The embargo, whose removal requires settling tricky issues such as $7bn of US nationalisation claims, puts a brake on US businesses. It can also put a brake on third-country businesses, too.
“We have to be entirely self-financed,” comments one European resort operator. “The new US approach has been ‘that may be no longer illegal, but it is not necessarily legal either’ — which makes financing problematic.”
Lastly, Cuba is opening to the world, albeit slowly. The Communist party is torn between letting reforms rip and maintaining control. Little surprise that results are disappointing — as was tacitly recognised by Mr Castro, who wants to deepen reforms, increasing the chances of an economic “soft landing” in 2018, when he says he will retire as president.
“Dealing with the internal embargo is one of Cuba’s biggest challenges,” says Pedro Freyre of US law firm Akerman. “The state might want to let small businesses grow . . . but then it often taxes, regulates and clobbers them.” One sign of ambivalence is the emphasis on state-sanctioned co-operatives, rather than the 500,000 self-employed workers.
Cuba also suffers from limited bandwidth to deal with foreign interest.

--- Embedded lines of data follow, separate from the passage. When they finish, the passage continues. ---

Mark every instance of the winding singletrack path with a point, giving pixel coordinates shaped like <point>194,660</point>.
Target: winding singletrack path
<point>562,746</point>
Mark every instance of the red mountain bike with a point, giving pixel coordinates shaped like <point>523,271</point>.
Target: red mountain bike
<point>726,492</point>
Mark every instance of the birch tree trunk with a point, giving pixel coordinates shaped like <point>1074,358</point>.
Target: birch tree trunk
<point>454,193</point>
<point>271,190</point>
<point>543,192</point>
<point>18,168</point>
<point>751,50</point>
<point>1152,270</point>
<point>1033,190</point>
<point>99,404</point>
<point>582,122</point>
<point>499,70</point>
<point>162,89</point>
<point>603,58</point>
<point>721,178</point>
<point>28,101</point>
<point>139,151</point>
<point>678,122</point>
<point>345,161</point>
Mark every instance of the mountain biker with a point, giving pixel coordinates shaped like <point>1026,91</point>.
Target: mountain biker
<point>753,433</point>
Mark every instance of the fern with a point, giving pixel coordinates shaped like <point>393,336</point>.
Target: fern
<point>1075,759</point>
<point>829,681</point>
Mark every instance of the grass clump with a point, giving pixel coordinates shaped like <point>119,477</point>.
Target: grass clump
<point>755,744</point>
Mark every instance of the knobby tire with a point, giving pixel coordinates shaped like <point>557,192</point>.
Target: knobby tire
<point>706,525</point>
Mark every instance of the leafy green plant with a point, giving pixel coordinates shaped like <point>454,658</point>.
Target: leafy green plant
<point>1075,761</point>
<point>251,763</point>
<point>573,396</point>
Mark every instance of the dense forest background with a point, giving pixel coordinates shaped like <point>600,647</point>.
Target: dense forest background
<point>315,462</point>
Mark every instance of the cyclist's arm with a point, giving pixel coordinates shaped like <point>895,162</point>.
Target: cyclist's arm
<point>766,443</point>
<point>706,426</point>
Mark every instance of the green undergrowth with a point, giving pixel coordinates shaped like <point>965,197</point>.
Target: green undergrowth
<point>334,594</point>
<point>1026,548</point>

That is as true of Havana’s stretched tourist capacity as it is of Cuban officials with sufficient authority to make decisions. Mariel’s six approved projects, for example, required approval from the Council of Ministers, the highest authority.
Even so, there is strong business interest in Cuba’s so-called “ knowledge economy”, especially biotechnology. A handful of large foreign corporates — such as Canadian miner Sherritt International, and France’s drinks maker Pernod Ricard and telecom’s group Bouygues — set up profitable businesses years ago. So too, more recently, have émigré mom-and-pop entrepreneurs from Miami.
At Miami discount store Ñooo! Que Barato! (or “Wow! How cheap!”) Cuban-Americans can buy school uniforms for relatives’ children. The island’s recent flowering of private restaurants and hotels — mostly refurbished private homes — is also largely financed by Cuban-Americans, who remit up to $2bn annually to relatives.
The message from foreign businesses in Cuba is that the island is a potentially exciting market for anyone content to wait for uncertain and long-term returns. In the meantime, a word of caution about the surge of private foreign interest in Havana property, where purchases are possible only via a resident Cuban partner, who then has legal title.
“The outsider takes all the risk,” says one European businessman. “I’ve heard as many unhappy as happy stories.”